En 1932, Mercer remporte un concours dont la récompense est de chanter avec l'orchestre de Paul Whiteman, mais cela n'améliore pas de manière significative sa situation financière. Il fait son premier enregistrement le de la même année, en chantant avec l'orchestre de Frank Trumbauer. Mercer travaille avec Yip Harburg sur Americana, une revue au parfum de dépression restée célèbre pour l'une de ses chansons, Brother, Can You Spare a Dime?. Cette chanson n'est pas écrite par Mercer mais la collaboration avec Harburg lui fournit une excellente expérience professionnelle.
Après l'écriture de plusieurs chansons qui n'ont pas passionné les foules, la bonne fortune de Mercer revient grâce à Hoagy Carmichael, déjà célèbre pour sa chanson Stardust de 1927[18]. Tous deux passent une année à travailler sur Lazybones[N 3], qui devient un hit, en 1933, une semaine après son premier passage à la radio et chacun touche alors un chèque de 1 250 dollars[19]. Il s'agit d'une chanson provinciale en pseudo dialecte noir, qui illustre parfaitement l'esprit de l'époque, en particulier dans les régions rurales de l'Amérique, on en vend alors jusqu'à 15 000 copies par jour[20]. Mercer devient alors membre de l'American Society of Composers, Authors and Publishers et l'un des membres de la fraternité de Tin Pan Alley, recevant les félicitations de Irving Berlin, George Gershwin et Cole Porter parmi d'autres. Paul Whiteman demande alors à Mercer de revenir chanter et écrire pour son orchestre, brisant ainsi pour quelque temps sa collaboration entre Mercer et Carmichael.

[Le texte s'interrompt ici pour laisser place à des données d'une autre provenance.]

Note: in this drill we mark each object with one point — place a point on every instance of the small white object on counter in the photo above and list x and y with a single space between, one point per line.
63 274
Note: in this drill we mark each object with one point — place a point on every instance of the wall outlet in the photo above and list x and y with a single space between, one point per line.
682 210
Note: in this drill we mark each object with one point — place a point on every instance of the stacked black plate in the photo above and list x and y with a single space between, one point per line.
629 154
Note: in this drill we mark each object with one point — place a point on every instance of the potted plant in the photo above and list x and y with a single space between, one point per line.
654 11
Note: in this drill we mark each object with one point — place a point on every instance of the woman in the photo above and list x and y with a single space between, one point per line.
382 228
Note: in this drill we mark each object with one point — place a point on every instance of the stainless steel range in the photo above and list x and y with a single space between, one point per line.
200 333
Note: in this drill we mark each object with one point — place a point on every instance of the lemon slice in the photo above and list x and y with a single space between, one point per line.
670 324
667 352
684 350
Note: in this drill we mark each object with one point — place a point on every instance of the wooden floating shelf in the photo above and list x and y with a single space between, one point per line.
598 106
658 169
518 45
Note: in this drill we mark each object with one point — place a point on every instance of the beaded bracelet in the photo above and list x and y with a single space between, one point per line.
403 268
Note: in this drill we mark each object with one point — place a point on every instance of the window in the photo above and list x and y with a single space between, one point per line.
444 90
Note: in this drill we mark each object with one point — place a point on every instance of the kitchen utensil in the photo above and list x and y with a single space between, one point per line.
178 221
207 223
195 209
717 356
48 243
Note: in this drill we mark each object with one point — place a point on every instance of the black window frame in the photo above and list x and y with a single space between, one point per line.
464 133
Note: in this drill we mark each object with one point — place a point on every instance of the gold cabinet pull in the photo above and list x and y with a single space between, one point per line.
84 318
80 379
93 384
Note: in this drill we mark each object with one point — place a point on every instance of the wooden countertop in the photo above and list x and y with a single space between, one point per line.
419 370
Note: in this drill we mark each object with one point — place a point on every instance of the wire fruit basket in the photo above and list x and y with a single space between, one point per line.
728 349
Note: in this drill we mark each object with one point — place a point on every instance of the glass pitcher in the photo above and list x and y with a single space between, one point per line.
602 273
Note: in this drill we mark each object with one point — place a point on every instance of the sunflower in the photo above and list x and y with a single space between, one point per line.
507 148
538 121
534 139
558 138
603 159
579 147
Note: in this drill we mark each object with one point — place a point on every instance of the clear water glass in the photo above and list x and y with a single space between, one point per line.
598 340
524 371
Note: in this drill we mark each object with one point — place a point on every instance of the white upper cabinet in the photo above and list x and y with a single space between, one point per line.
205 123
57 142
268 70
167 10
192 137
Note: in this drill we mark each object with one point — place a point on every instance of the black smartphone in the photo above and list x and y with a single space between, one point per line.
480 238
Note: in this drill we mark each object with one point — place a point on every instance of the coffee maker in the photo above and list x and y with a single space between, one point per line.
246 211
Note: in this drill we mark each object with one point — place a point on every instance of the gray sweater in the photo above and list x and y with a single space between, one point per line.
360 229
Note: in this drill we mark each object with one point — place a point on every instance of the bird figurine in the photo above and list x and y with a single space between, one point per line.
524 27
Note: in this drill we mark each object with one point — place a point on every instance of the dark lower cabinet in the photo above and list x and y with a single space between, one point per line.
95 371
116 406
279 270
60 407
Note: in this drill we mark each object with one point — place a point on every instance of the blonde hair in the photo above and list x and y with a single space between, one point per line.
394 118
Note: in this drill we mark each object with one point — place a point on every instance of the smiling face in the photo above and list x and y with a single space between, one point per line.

À l'époque de l'âge d'or de la chanson populaire raffinée, à la fin des années 1920 et au début des années 1930, les chansons sont intégrées aux revues avec un minimum d'égard pour leur rapport à l'intrigue de la pièce. Au cours des années 1930, il y a une évolution des revues et des films musicaux qui utilisent la chanson pour renforcer l'intrigue. La demande diminue donc en conséquence pour les chansons que Mercer aime écrire. Ainsi, alors qu'il s'est fait une place au sein du monde de la musique à New York, Mercer se voit offrir un emploi à Hollywood pour composer des chansons et les interpréter dans les comédies musicales à petit budget de RKO. Il accepte et rejoint son idole Bing Crosby à l'ouest[21]
Hollywood
Les années 1930
Ce n'est que lorsque Mercer s'installe à Hollywood, en 1935, que sa carrière est définitivement assurée. Écrire des chansons pour le cinéma lui offre deux avantages distincts. L'utilisation de microphones sensibles pour l'enregistrement et la postsynchronisation des chansons pré-enregistrées qui libèrent les auteurs des inconvénients liés aux longues voyelles finales et aux notes soutenues requises pour les performances en live. Des acteurs comme Fred Astaire et Ginger Rogers peuvent maintenant chanter sur le ton d'une simple conversation. Mercer, en tant que chanteur, est sensible à cette évolution et son style s'y accorde parfaitement[22].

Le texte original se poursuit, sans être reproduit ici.